Un intervista a Franco Rotelli, allievo, collaboratore di Basaglia, oggi presidente della commissione regionale sanità in Friuli Venezia Giulia, tratta da La Stampa, 11 luglio 2017, Mauro Pianta. 

 

Quarant’anni fa, nell’estate del 1977, Luciano Manzi, l’allora sindaco di Collegno – nel torinese – in accordo con le istituzioni sanitarie territoriali, decise di far abbattere il primo pezzo del muro di cinta che circondava il manicomio. Qualcosa di più di un atto simbolico, perché per la prima volta le persone con malattie mentali, o almeno i casi meno complicati, riuscirono a guardare oltre quel muro. E poterono farlo, a loro volta, i cittadini. Fu uno dei primi passi verso quel movimento che portò, l’anno successivo, al varo della famosa legge n. 180 (che portava il nome del suo promotore, lo psichiatra Franco Basaglia) e alla conseguente abolizione degli ospedali psichiatrici.

Rotelli, partiamo dall’inizio: quando ha conosciuto Franco Basaglia?  

«Era il 1971, lo conobbi all’ospedale psichiatrico di Parma. Avevo letto delle cose su di lui, mi ero appena specializzato e abitavo da quelle parti.
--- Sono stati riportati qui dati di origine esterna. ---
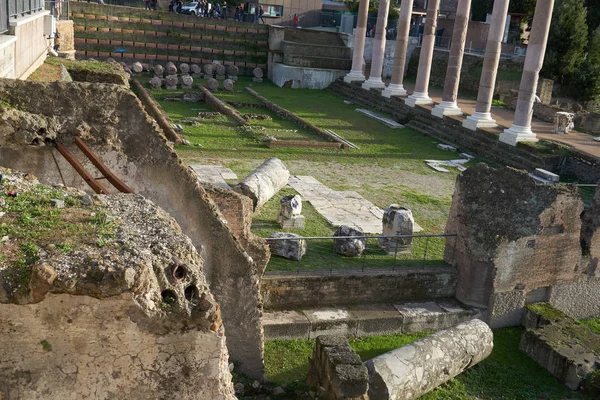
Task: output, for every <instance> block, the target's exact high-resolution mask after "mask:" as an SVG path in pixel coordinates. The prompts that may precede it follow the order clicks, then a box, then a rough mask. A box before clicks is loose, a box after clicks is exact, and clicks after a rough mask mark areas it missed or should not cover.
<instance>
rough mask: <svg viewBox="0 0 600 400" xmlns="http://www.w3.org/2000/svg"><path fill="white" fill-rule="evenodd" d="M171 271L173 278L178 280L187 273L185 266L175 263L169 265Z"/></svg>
mask: <svg viewBox="0 0 600 400" xmlns="http://www.w3.org/2000/svg"><path fill="white" fill-rule="evenodd" d="M171 273H172V274H173V278H175V279H177V280H178V281H180V280H182V279H184V278H185V277H186V275H187V271H186V269H185V267H183V266H182V265H179V264H177V263H175V264H173V266H172V267H171Z"/></svg>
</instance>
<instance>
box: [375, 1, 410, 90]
mask: <svg viewBox="0 0 600 400" xmlns="http://www.w3.org/2000/svg"><path fill="white" fill-rule="evenodd" d="M413 2H414V0H402V4H401V5H400V17H399V18H398V27H397V31H398V35H397V36H396V49H395V50H394V67H393V69H392V82H391V83H390V84H389V86H388V87H387V88H385V89H384V91H383V93H382V95H383V96H384V97H388V98H389V97H392V96H406V94H407V93H406V90H405V89H404V85H403V84H402V83H403V82H404V67H405V64H406V50H407V49H408V35H409V34H410V19H411V17H412V7H413Z"/></svg>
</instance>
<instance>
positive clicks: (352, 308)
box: [262, 299, 482, 340]
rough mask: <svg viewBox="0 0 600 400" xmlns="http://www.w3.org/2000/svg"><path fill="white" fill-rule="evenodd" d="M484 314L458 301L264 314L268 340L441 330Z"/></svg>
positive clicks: (358, 305)
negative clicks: (464, 304)
mask: <svg viewBox="0 0 600 400" xmlns="http://www.w3.org/2000/svg"><path fill="white" fill-rule="evenodd" d="M481 315H482V310H481V309H476V308H472V307H468V306H465V305H463V304H461V303H459V302H458V301H456V300H455V299H438V300H436V301H428V302H414V303H400V304H375V305H354V306H347V307H324V308H306V309H301V310H293V311H265V313H264V314H263V318H262V320H263V328H264V331H265V340H275V339H315V338H316V337H317V336H319V335H343V336H346V337H363V336H375V335H391V334H399V333H416V332H423V331H438V330H441V329H446V328H449V327H451V326H454V325H456V324H458V323H460V322H463V321H467V320H470V319H473V318H478V317H480V316H481Z"/></svg>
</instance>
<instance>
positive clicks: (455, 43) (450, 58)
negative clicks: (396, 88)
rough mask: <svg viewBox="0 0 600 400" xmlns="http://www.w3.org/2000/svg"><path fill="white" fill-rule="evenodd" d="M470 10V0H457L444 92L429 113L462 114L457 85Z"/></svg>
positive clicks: (468, 20)
mask: <svg viewBox="0 0 600 400" xmlns="http://www.w3.org/2000/svg"><path fill="white" fill-rule="evenodd" d="M470 11H471V0H459V2H458V6H457V8H456V18H455V19H454V31H453V32H452V45H451V46H450V55H449V56H448V68H447V69H446V79H445V81H444V93H443V95H442V102H441V103H440V104H438V105H436V106H435V107H434V108H433V110H432V111H431V114H433V115H435V116H436V117H439V118H443V117H444V115H462V110H461V109H460V108H459V107H458V104H457V103H456V100H457V98H458V87H459V84H460V71H461V69H462V61H463V56H464V53H465V41H466V38H467V28H468V26H469V13H470Z"/></svg>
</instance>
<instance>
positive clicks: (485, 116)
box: [463, 112, 498, 131]
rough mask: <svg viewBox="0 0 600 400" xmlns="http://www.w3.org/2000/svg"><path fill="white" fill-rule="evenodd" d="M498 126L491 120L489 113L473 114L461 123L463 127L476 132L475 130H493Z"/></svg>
mask: <svg viewBox="0 0 600 400" xmlns="http://www.w3.org/2000/svg"><path fill="white" fill-rule="evenodd" d="M497 126H498V124H497V123H496V120H495V119H492V114H491V113H480V112H474V113H473V115H469V116H468V117H467V119H465V120H464V121H463V127H464V128H467V129H470V130H472V131H476V130H477V128H495V127H497Z"/></svg>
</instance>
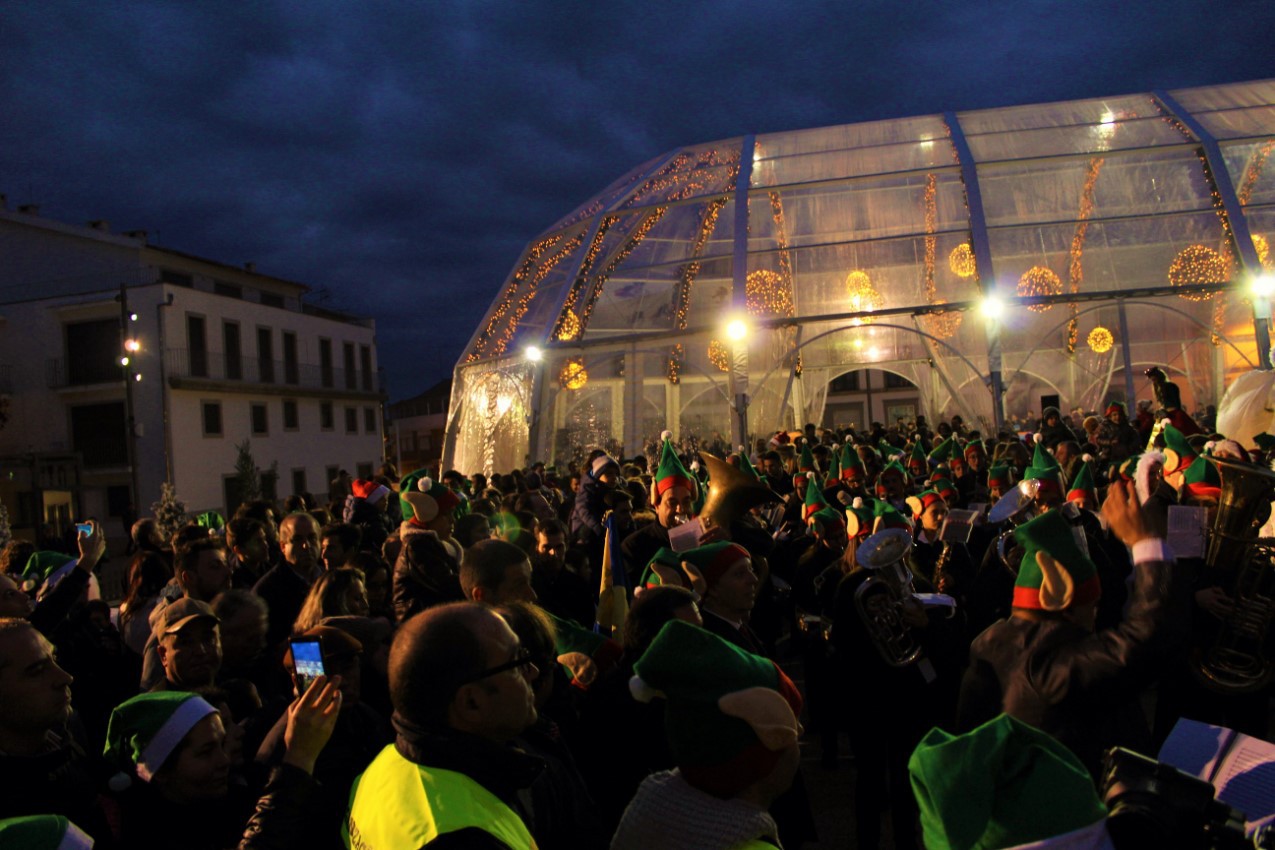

Dopo il suo arrivo tanti medici fuggivano terrorizzati da quell’ospedale, c’erano diversi posti liberi, venni assunto. L’anno successivo lavoravo a Trieste insieme a Franco»

Qual è stata la grande rivoluzione che ha portato nella psichiatria?  

«Con Franco è cambiato tutto, c’è stato un rovesciamento di “paradigma”. La malattia veniva messa tra parentesi, al primo posto c’era la persona con la sua dignità. E i suoi bisogni, i suoi desideri, le sue esigenze. Da allora si stava di fronte a loro su un piano di parità».

Ma gli avversari di Basaglia sostenevano che si muoveva sul piano delle ideologie e non della realtà. Per questo, dicevano, trascurò pesantemente l’aspetto della pericolosità dei malati…  

«Credo che il discorso andrebbe rovesciato: era la vecchia psichiatria che attribuiva un peso esagerato alla pericolosità per poter continuare a mantenere e giustificare il suo potere. Alla fine degli anni Sessanta nei manicomi c’erano 100mila persone. Dopo il 1978 non abbiamo avuto un aumento dei reati proporzionale rispetto a questo numero. La verità è un’altra: le persone sono pericolose quando le tratti male».

“La libertà è terapeutica”: era uno degli slogan in quegli anni. Lei ci crede ancora?  

«Ci credo, eccome. Solo che la libertà non possiamo darla per scontata. E’ una conquista quotidiana, non un regalo o una concessione».

Cosa non funziona nella legge 180 del 1978?  

«E’ una grande legge, ma non è stata applicata del tutto. Nella maggior parte delle Regioni le cose sono state fatte poco e male con il risultato di servizi decisamente carenti in buona parte del Paese e un’enorme disparità fra i territori. Per troppe amministrazioni è stata vista solo come l’occasione per risparmiare soldi».